Las demás mujeres la habían avasallado con preguntas sobre recuerdos antes de su emigración. Irena había comprendido que sus preguntas estaban destinadas a comprobar si había recordado lo que ellas habían recordado. Hasta entonces no se habían interesado por lo que ella había intentado contarles, lo que le había dejado una impresión como si hubieran intentado hilvanar su antiguo pasado con su vida actual. Como si le hubieran amputado las pantorillas y le hubieron unido las rodillas a los pies.

Sin embargo las mujeres se habìan mostrado radiantes y de buen humor y habían empezado a cantar, y, una vez terminada la fiesta, habían seguido cantando.

En la cama, Irena dio un repaso a la velada. Volvió su sueño con las mujeres que levantaban sus jarras de cerveza. En el sueño estaban al servicio de la policia secreta y tenían orden de capturarla pero se preguntaba en que servicio las mujeres estaban en aquel momento. ¿Cuál había sido el papel de esta mujer de las historias morbosas?, la que le había advertido de que el tiempo apremiaba y de que la vida debía terminar donde había empezado.

Milada se había mostrado amistosa porque ella había comprendido que a nadie le interesa su odisea, pero, tampoco Milada se había interesado por ella. Le había dicho, sin atisbo de comedia, que no iba interesarse por algo que no guardaba relación con su propia vida.
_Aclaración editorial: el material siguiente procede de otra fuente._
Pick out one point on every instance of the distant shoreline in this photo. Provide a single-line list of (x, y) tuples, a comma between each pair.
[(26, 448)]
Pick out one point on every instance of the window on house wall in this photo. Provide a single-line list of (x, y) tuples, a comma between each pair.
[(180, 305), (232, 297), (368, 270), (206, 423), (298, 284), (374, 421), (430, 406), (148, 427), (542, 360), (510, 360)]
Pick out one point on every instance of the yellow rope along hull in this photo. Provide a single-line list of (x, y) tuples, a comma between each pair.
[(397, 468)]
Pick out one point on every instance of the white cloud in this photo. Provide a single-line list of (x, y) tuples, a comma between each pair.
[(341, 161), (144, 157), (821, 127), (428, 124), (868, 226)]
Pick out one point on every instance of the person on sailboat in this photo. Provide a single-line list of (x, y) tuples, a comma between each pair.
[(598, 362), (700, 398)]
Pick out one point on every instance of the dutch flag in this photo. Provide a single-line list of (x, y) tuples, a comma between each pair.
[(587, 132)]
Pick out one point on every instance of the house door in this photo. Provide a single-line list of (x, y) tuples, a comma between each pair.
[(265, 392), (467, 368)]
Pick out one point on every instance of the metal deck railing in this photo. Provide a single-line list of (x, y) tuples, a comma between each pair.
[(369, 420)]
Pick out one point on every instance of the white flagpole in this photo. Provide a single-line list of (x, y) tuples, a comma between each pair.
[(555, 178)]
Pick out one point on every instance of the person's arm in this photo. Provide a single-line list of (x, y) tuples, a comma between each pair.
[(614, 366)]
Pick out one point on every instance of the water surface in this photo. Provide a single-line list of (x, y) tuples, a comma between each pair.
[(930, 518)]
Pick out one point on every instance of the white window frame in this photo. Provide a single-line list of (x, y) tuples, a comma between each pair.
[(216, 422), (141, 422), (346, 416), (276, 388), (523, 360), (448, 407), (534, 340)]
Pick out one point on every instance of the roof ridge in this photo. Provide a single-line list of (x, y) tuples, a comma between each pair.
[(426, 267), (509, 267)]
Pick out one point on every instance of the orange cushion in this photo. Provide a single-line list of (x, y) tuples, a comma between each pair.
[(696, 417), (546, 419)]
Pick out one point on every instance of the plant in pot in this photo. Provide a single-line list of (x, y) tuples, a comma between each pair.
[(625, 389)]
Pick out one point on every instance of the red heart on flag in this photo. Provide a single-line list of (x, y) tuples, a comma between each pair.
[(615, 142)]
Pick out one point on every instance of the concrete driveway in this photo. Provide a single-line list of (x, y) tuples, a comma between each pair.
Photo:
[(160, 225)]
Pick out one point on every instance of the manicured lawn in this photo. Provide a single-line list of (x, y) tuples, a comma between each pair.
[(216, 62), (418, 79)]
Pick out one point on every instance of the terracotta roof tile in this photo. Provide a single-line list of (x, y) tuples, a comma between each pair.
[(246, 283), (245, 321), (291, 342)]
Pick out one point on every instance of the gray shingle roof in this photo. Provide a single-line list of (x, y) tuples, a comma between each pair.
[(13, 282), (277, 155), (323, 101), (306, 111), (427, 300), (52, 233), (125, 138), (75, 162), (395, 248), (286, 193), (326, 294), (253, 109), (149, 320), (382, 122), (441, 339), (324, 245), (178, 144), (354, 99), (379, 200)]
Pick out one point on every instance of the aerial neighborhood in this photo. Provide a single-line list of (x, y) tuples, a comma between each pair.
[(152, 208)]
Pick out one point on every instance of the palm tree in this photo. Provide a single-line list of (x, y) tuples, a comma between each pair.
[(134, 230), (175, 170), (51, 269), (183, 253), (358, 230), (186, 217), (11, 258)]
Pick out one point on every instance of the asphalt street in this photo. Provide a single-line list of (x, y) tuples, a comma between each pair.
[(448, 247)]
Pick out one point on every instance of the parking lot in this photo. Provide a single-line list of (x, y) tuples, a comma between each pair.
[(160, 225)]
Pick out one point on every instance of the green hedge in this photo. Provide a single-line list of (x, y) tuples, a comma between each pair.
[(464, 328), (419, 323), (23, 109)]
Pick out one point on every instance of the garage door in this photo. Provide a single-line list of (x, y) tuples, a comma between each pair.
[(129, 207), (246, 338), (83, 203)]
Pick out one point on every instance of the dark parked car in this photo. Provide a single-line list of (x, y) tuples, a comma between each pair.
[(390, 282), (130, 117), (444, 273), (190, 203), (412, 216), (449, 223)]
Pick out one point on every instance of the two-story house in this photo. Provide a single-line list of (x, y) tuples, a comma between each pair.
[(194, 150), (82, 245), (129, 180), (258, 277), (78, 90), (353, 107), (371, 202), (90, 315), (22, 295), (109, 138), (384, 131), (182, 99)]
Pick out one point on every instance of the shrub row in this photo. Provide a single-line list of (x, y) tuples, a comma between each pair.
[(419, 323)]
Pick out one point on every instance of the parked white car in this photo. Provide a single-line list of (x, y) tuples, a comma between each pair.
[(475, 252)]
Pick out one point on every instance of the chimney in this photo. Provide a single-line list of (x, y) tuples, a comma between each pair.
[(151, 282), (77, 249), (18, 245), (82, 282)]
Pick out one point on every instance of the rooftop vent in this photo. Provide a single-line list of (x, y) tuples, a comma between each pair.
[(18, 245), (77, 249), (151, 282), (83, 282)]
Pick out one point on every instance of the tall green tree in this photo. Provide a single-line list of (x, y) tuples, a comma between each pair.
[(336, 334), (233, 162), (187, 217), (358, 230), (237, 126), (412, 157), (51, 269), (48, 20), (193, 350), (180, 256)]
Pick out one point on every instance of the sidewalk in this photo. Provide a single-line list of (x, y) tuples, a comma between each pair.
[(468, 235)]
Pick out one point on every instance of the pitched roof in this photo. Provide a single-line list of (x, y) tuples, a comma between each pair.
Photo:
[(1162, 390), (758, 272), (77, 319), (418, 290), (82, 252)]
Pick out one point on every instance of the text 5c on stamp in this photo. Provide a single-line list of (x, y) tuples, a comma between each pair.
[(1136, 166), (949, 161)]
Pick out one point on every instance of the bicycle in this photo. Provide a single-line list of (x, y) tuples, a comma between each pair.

Pensaba también en Sylvie, su amiga francesa. Le habría gustado contarle su viaje y la dificultad del regreso. Quería decirle que era posible volver a vivir entre las checas a condición de que todo lo que había vivido con los franceses lo pusiera en el altar de la patria y le prendiera fuego para que se hiciera puro humo durante una ceremonia sagrada. Las mujeres cantarían y bailarían alrededor de la hoguera, leventando sus jarras de cerveza. Sería el precio que habría que pagar para que se lo perdonaran.